Affaire Lat Diop : Le « Parcours du Combattant » d’un prévenu sous bracelet électronique

La Cour suprême confirme la libération provisoire de Lat Diop

DAKAR — Inculpé pour détournement de deniers publics et extorsion de fonds, l’ancien ministre Lat Diop se trouve aujourd’hui au cœur d’une alerte lancée par ses proches. Entre lourdeurs administratives pour chaque consultation et interdiction de sortie du territoire, son état de santé, jugé précaire, soulève le débat sur la gestion médicale des détenus en liberté provisoire.

La bureaucratie face à l’urgence médicale

Le placement sous bracelet électronique impose des contraintes de mouvement strictes qui, selon le quotidien Les Échos, se transforment en obstacles thérapeutiques pour Lat Diop.

Pour chaque rendez-vous médical, le prévenu doit soumettre une requête écrite.
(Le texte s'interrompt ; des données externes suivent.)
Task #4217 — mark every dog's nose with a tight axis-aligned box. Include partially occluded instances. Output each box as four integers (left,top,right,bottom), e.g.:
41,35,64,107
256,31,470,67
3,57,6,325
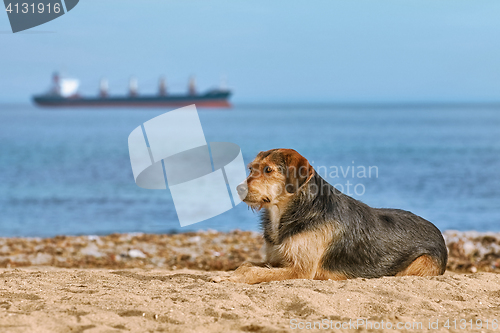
236,184,248,196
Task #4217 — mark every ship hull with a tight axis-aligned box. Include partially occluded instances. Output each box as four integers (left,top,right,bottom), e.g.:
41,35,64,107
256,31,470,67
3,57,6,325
33,92,231,108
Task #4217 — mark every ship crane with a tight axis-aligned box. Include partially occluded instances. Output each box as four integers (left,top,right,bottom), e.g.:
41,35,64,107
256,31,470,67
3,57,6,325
128,76,139,97
188,76,196,96
99,78,109,98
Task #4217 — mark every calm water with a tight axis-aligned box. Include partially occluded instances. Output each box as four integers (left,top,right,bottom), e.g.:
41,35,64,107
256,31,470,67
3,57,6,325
0,105,500,236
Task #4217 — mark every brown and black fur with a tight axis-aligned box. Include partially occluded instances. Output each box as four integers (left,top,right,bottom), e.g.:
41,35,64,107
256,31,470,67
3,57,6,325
228,149,447,283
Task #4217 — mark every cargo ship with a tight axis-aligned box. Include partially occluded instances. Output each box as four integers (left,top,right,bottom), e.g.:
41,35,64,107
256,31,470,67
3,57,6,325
33,73,231,108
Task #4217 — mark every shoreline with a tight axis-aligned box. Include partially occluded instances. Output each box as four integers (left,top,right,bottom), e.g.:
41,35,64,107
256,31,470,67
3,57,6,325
0,230,500,273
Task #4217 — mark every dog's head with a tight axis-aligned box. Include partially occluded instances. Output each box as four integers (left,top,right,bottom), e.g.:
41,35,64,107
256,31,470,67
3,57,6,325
237,149,314,209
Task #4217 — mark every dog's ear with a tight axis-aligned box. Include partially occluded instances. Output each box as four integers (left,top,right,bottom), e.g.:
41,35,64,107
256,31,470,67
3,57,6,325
285,150,314,193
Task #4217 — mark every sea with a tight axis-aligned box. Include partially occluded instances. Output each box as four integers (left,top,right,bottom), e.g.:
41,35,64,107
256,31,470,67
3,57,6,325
0,104,500,237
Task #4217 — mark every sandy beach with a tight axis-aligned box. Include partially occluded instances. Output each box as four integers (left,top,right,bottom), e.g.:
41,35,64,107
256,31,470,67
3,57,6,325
0,231,500,333
0,267,500,333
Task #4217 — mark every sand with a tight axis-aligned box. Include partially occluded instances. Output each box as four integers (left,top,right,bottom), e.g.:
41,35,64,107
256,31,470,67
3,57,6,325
0,267,500,333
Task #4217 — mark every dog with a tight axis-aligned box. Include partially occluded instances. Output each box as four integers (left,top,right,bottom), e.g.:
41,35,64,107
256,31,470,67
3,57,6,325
225,149,448,284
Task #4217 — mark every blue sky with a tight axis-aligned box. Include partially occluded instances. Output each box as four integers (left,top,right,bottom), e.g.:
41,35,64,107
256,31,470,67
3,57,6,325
0,0,500,103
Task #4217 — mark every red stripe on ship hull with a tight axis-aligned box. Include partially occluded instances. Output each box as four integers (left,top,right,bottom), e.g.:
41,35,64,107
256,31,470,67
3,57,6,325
37,101,231,108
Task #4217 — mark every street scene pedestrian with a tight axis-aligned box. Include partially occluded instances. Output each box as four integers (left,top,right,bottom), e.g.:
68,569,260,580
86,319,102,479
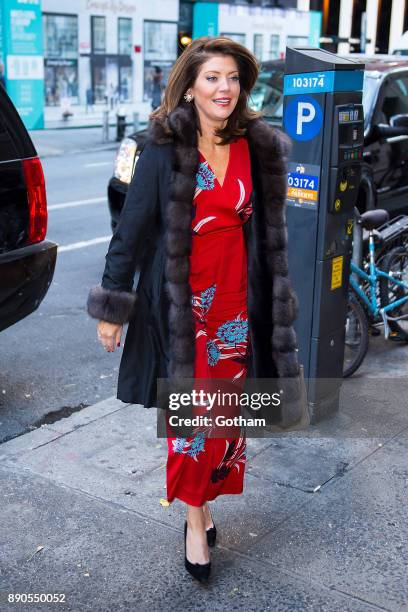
88,38,306,577
0,0,408,612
Le délai de réponse minimal de 15 jours rend toute prise en charge réactive impossible.

Si un médecin prescrit des examens complémentaires (analyses, imagerie), le patient doit relancer une nouvelle demande et patienter à nouveau, fragmentant ainsi son parcours de soins.

Le blocage de l’Hôpital Américain de Paris

L’autre point critique concerne le suivi spécialisé dont Lat Diop bénéficiait avant ses ennuis judiciaires.

Son entourage affirme que certains traitements spécifiques qu’il recevait à l’Hôpital Américain de Paris ne sont pas disponibles localement avec le même niveau d’équipement.

Bien qu’il soit libre de ses mouvements (sous conditions), Lat Diop ne peut franchir les frontières pour honorer ses rendez-vous médicaux historiques, une situation qui, selon ses proches, accélère la détérioration de sa santé.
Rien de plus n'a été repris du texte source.